Investment Outlook 1Q18: Steady as She Goes
It was an eventful start to February for global stock markets – and here with some pointers for the first quarter and to remind us of why a long-term view is important, is Kasim Zafar, Portfolio Manager at EQ Investors. Equity markets had a very strong start to the year, continuing their trend from 2017 […]
It was an eventful start to February for global stock markets – and here with some pointers for the first quarter and to remind us of why a long-term view is important, is Kasim Zafar, Portfolio Manager at EQ Investors.
Equity markets had a very strong start to the year, continuing their trend from 2017 and supported by robust economic and earnings growth. For the first time since September 2011, all geographic regions are achieving sustained positive earnings growth – and we see this global ‘synchronicity’ as generally being a good thing.
However, with the S&P 500 (as an example) up 7% year to date in mid-January, the magnitude of this momentum was difficult to justify. Subsequently, we have seen some violent moves in markets. In our view this was a long overdue market correction and see volatility as a healthy sign investors are taking account of the risks inherent in markets.
So our current outlook and base case remain unchanged: global growth has improved markedly and inflation expectations in Europe and the US are increasing. This has led to more hawkish rhetoric from central banks – including plans to increase interest rates and rein back on quantitative easing – but in the grand scheme of things they remain relatively accommodative.
Recently, we have marginally increased our developed equity exposure, and remain excited by developments in Japan & Europe where we are overweight our long term benchmarks. Political stability is set to continue in Japan following the re-election of Prime Minister Shinzo Abe. This likely means business as usual and a continuation of structural reforms feeding through into strong corporate earnings and wage growth.
And European growth prospects are now among the most exciting globally, after years lagging other developed markets. Europe is likely to benefit in a similar vein to Asia from ongoing synchronised global growth and its economic recovery is much less mature than that in the UK or the US – with low inflation suggesting that, in spite of strong growth, the economy is some way from overheating.
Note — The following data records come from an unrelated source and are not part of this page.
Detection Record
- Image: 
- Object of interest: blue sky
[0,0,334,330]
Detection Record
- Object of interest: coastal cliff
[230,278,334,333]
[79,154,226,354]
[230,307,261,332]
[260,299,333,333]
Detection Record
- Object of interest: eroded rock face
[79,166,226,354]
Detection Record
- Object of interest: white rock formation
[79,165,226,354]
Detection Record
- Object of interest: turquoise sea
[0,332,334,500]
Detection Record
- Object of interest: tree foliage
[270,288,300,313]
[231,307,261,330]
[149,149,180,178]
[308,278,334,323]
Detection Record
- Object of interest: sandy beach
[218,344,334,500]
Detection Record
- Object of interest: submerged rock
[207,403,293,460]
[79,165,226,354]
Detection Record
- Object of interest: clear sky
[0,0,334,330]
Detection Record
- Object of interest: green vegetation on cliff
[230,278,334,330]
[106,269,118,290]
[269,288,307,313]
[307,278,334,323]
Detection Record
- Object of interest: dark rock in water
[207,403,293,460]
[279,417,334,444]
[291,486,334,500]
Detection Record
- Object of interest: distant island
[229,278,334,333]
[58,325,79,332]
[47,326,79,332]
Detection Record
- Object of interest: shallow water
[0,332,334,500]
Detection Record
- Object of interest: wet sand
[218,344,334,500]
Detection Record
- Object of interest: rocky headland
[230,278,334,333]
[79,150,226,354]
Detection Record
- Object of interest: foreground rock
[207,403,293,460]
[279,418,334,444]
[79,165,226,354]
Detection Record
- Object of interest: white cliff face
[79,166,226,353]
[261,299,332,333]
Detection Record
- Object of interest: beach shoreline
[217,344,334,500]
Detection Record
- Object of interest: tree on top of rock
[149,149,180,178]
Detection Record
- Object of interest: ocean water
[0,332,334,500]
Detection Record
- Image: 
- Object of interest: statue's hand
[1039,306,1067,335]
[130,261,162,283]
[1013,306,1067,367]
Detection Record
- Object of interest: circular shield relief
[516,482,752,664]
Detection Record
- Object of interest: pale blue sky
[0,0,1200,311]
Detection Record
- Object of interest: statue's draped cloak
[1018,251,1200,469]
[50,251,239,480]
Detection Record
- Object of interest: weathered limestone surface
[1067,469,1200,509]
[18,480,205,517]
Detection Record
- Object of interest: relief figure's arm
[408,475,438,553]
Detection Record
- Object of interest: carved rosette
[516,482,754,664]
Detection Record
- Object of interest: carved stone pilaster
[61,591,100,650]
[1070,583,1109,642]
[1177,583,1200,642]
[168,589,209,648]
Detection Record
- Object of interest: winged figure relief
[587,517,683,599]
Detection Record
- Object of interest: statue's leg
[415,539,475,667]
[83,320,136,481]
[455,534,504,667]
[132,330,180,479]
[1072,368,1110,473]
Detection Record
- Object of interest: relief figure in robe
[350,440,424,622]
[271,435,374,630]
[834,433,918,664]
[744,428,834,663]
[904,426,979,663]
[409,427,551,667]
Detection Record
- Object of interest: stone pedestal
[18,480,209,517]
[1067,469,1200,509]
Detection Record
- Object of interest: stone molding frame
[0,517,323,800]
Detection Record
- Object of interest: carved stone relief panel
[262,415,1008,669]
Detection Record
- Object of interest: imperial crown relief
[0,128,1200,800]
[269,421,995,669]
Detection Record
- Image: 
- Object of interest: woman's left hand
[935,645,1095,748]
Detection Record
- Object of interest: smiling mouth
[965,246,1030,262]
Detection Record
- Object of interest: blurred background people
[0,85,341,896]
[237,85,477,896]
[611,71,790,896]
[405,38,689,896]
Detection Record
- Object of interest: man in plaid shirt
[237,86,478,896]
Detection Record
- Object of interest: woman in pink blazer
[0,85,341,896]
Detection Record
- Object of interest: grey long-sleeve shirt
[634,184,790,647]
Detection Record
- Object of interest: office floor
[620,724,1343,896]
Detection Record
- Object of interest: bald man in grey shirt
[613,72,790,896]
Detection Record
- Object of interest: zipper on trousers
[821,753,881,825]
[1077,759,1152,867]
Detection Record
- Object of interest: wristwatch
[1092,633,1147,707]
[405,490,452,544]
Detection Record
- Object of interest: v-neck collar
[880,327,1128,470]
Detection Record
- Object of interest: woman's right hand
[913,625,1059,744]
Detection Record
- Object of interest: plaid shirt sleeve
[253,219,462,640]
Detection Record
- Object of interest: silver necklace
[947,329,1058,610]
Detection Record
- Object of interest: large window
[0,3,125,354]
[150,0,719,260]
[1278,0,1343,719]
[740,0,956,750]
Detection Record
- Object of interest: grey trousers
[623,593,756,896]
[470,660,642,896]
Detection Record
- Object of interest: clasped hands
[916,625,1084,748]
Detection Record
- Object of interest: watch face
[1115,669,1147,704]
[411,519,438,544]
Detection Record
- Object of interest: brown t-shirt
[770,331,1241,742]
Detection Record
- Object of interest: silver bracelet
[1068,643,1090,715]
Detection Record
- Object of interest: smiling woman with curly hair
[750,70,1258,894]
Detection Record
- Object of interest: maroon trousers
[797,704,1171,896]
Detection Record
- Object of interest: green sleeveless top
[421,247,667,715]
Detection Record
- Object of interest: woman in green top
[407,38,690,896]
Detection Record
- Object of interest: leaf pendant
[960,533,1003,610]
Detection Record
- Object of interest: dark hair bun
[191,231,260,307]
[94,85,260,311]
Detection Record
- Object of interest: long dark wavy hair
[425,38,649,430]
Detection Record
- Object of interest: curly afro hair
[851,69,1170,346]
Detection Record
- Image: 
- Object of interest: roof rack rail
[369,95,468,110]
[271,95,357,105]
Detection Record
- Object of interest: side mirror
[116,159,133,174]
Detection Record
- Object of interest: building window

We still hold a slightly negative view on long duration bonds as inflation may rise in the short term – negatively impacting values. With tight credit spreads we see little value in either investment grade or high yield bonds as an asset class either. So in fixed income we continue to invest in flexible strategies that can take advantage of specific opportunities as they arise.
One impact of globalisation is that corporate revenues and earnings are increasingly spread across the globe. This has a big impact on geographic equity allocation, which has been the basis for traditional asset allocation. In short, it is far less relevant than it once was. As an example, around 80% of revenues generated by FTSE 100 companies (i.e. listed in the UK) come from overseas.
Because of this, and drawing the success of this approach with our Positive Impact Portfolios, the research team are increasingly finding interesting investment ideas from funds that invest in global themes rather than specific geographies.
Healthcare, artificial intelligence and the millennial generation are three examples and you can expect more of this ‘thematic thinking’ in our outlook going forward.